If Bain's educated guess happens to be perfect the first time, there will be a circus of attention surrounding this tournament and a lot of shocked dudes. Then maybe we'd upgrade her to Billie Jean King.

Think ... Phil Mickelson, Tim Duncan, Derek Jeter, Shaquille O'Neal

Get ...
Skeet Reese (Auburn, Calif.)
Michael Iaconelli (Runnemede, N.J.)
Mark Davis (Mount Ida, Ark.)
Alton Jones (Waco, Texas)
Todd Faircloth (Jasper, Texas)
Mike McClelland (Bella Vista, Ark.)
Steve Kennedy (Auburn, Ala.)

This is the tier of guys who are a threat to win any given tournament, and given the right circumstances, each could easily be the next Bassmaster Classic champion. None of them is necessarily a favorite going in, but as Jones proved at last year's Classic, a solid angler can win from below the radar and no jaws will hit the floor.

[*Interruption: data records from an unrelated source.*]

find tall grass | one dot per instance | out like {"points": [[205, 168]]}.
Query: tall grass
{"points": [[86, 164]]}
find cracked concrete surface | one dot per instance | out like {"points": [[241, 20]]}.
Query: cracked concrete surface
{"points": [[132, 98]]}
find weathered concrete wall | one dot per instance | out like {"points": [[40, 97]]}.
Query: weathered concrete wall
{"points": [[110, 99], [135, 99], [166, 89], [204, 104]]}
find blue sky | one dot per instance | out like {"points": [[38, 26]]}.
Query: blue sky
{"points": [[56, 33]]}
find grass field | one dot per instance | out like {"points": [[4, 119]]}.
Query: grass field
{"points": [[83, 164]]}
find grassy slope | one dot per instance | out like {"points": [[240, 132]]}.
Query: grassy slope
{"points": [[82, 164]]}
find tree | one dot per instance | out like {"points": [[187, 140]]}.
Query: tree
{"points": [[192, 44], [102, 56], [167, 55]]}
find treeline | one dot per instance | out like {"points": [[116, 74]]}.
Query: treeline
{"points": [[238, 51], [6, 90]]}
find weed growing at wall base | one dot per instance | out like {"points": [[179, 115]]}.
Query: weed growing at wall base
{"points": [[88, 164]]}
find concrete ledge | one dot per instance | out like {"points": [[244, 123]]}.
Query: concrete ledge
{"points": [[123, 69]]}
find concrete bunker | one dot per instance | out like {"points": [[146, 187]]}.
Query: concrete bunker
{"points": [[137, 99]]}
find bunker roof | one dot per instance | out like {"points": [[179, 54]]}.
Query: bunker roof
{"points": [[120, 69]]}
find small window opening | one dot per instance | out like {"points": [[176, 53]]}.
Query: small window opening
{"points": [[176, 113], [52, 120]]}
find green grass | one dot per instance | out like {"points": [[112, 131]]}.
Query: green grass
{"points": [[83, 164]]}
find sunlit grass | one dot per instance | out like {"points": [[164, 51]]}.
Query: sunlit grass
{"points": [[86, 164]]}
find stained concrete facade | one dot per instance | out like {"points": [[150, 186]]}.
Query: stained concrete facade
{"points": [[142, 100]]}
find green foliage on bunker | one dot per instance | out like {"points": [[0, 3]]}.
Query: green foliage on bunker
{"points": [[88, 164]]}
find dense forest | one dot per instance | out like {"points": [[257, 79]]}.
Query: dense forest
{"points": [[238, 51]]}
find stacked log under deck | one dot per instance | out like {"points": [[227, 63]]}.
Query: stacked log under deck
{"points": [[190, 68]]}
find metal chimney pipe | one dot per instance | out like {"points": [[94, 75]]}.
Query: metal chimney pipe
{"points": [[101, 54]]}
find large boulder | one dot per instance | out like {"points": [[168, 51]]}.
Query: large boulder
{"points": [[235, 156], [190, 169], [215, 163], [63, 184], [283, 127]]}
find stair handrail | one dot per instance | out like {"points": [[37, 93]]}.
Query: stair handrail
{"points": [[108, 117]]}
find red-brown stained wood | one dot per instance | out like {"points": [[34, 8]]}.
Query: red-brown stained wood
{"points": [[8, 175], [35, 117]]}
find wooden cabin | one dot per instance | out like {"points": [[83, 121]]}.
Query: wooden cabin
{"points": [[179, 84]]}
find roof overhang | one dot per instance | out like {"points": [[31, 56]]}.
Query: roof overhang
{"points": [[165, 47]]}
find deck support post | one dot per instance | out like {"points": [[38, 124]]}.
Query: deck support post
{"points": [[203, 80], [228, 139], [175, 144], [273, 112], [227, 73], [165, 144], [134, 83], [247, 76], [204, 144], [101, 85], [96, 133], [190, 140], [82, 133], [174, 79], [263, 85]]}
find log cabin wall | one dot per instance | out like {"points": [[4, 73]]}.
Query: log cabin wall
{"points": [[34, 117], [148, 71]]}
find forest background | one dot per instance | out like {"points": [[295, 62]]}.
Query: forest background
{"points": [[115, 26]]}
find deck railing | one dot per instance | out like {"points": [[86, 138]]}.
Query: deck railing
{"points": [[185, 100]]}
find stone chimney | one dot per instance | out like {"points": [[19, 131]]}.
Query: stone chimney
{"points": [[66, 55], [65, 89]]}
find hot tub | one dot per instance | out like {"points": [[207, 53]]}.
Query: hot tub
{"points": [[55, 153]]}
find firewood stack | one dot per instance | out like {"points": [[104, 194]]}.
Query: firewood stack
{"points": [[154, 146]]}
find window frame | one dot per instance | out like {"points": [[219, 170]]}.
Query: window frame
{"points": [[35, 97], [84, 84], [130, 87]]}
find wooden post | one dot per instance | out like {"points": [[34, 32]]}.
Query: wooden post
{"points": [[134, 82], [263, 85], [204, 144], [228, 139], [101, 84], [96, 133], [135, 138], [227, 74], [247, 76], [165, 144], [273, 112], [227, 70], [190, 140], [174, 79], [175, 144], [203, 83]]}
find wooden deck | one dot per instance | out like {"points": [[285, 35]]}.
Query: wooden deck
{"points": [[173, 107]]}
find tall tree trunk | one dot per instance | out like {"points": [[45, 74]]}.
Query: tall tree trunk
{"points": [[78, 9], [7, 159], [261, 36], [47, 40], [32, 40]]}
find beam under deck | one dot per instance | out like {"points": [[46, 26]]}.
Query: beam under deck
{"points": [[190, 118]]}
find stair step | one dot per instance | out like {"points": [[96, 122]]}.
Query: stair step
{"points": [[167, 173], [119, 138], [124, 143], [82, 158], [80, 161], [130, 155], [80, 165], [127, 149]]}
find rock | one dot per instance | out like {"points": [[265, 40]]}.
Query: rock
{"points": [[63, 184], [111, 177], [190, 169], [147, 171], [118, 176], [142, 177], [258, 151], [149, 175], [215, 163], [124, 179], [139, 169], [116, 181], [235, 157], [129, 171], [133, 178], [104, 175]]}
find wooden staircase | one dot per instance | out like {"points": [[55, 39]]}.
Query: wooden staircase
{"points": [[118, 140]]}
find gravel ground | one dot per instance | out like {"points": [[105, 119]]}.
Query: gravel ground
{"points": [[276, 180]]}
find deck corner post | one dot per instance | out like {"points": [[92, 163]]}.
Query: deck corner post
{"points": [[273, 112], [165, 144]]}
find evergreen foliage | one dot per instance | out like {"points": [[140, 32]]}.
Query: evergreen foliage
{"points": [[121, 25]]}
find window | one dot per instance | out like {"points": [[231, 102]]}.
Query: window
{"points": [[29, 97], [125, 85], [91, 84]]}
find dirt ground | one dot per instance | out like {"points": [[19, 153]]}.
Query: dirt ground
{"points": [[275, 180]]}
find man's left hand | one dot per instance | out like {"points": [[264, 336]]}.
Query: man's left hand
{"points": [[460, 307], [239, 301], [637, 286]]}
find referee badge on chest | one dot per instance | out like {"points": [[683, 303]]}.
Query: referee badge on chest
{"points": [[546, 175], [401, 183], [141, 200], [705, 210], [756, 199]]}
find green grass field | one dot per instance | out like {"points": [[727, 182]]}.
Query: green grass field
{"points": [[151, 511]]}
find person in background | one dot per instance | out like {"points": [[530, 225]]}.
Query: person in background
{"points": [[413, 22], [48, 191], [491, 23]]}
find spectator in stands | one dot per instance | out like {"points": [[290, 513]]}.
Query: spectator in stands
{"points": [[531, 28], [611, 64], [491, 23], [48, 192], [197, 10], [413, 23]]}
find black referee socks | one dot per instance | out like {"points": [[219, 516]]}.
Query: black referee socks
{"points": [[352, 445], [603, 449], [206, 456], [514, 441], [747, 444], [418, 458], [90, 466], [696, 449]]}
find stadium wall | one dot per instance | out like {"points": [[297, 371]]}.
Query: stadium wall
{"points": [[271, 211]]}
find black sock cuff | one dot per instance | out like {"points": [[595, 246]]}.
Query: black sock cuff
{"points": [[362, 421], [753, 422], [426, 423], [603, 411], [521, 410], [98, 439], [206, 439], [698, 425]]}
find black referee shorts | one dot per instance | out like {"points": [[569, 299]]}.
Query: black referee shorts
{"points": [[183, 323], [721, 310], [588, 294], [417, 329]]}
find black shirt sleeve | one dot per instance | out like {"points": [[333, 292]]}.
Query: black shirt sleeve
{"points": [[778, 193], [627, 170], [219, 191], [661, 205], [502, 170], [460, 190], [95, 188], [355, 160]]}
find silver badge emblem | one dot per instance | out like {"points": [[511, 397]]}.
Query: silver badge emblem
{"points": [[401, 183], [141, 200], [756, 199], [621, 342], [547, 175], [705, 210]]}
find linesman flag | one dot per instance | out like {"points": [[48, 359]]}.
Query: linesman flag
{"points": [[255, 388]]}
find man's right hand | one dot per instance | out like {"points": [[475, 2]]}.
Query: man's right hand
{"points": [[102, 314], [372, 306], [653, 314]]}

You can bet that half these guys will finish in the top 15.

Think ... Barry Sanders, Dan Marino, Karl Malone, Greg Norman

Get ...
Gary Klein (Weatherford, Texas)
Kevin Wirth (Crestwood, Ky.)
Peter Thliveros (St. Augustine, Fla.)
Bernie Schultz (Gainesville, Fla.)
Aaron Martens (Leeds, Ala.)

In terms of the Classic, these are the pros who tend to disappoint. Between them, they have been to 63 Classics and have put up eight top-five finishes, zero wins.

Martens finished second in three out of four years from 2002 to 2005. This will be Klein's 27th Classic, and still no luck (a record for appearances without a win). Thliveros has come up huge in other big tournaments, but has been to 12 Classics without finishing in the top 10 (another dubious record).

These are the guys — the top-tier anglers who have yet to win on the biggest stage — who remind everyone just how hard it is to win a Classic.

Think ... Randy Moss, Manny Ramirez, Manu Ginobili

Get ...
Terry Scroggins (San Mateo, Fla.)
Brent Chapman (Lake Quivira, Kan.)
Dave Wolak (Wake Forest, N.C.)
Casey Ashley (Donalds, S.C.)
Kelly Jordon (Mineola, Texas)
Boyd Duckett (Demopolis, Ala.)
Fred Roumbanis (Bixby, Okla.)
Dean Rojas (Lake Havasu City, Ariz.)
Ish Monroe (Hughson, Calif.)

This category was hard to compare across sports. The most apt of the above three is Ginobili.

The idea is, this group may not be at or near the top of every tournament and may have some 80th- and 90th-place finishes thrown into a season, but the moment you go to sleep on them, they'll show up with an impressive victory that makes you wonder why they don't always win.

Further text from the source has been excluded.